Parody is not what ABC has in mind for its “Celebrity Jeopardy!,” an all-new game show airing this fall. This new series welcomes real celebrity contestants to compete for a chance to win money for a charity of their choice. Mayim Bialik (“The Big Bang Theory”) will host.

For the moment, only one midseason replacement series is on tap. “Not Dead Yet” follows Nell Stevens (Gina Rodriguez), a broke and newly single self-described disaster, working to restart the life and career she left behind ten years ago.

When she lands the only job she can find – writing obituaries, Nell starts getting life advice from an unlikely source. The series is adapted from Alexandra Potter’s book “Confessions of a 40-something F**K Up.”

USA Network, a basic cable channel owned by NBC Universal Television, has an upcoming slate of new larger-than-life unscripted series and exclusive live international sporting events such as cycling’s Tour de France and being the cable home of soccer’s Premier League.

Longtime friends Blake Shelton and Carson Daly head to Nashville and open the doors to Blake’s bar, Ole Red, and everyone is invited to join their party in the new series “Barmageddon.”

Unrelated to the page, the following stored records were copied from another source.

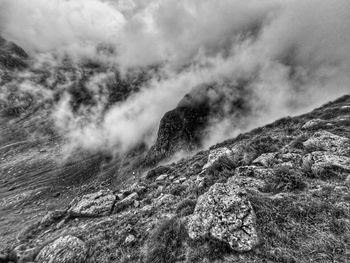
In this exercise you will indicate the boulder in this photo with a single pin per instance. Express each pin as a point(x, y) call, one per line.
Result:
point(254, 171)
point(52, 217)
point(312, 124)
point(225, 213)
point(66, 249)
point(249, 183)
point(266, 159)
point(326, 141)
point(162, 177)
point(322, 162)
point(126, 202)
point(94, 205)
point(215, 154)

With Daly behind the bar and Shelton taking the stage with his house band for live music sing-alongs in front of a rowdy crowd, both the icons and celebrity favorites show a new side to themselves in this anything-but-ordinary game show.

No stranger to competition, WWE Hall of Famer Nikki Bella heats up the party and sets the stakes as celebrity friends go head-to-head in a series of classic bar games with a fun twist, including “Keg Curling,” “Drunken Axe Hole,” and many more.

In the most remote parts of Alaska, businesses such as canneries and hunting lodges operate seasonally. Each winter these businesses in the distant wilds shut down and hire “winter watchmen” to defend their properties against man, beast and the elements.

In “Winter Watchman,” four pairs of amateur survivalists sign on for a unique social experiment, based on the job of real winter watchmen. We will see if they can survive the harshest winter of their lives while protecting four respective lodges.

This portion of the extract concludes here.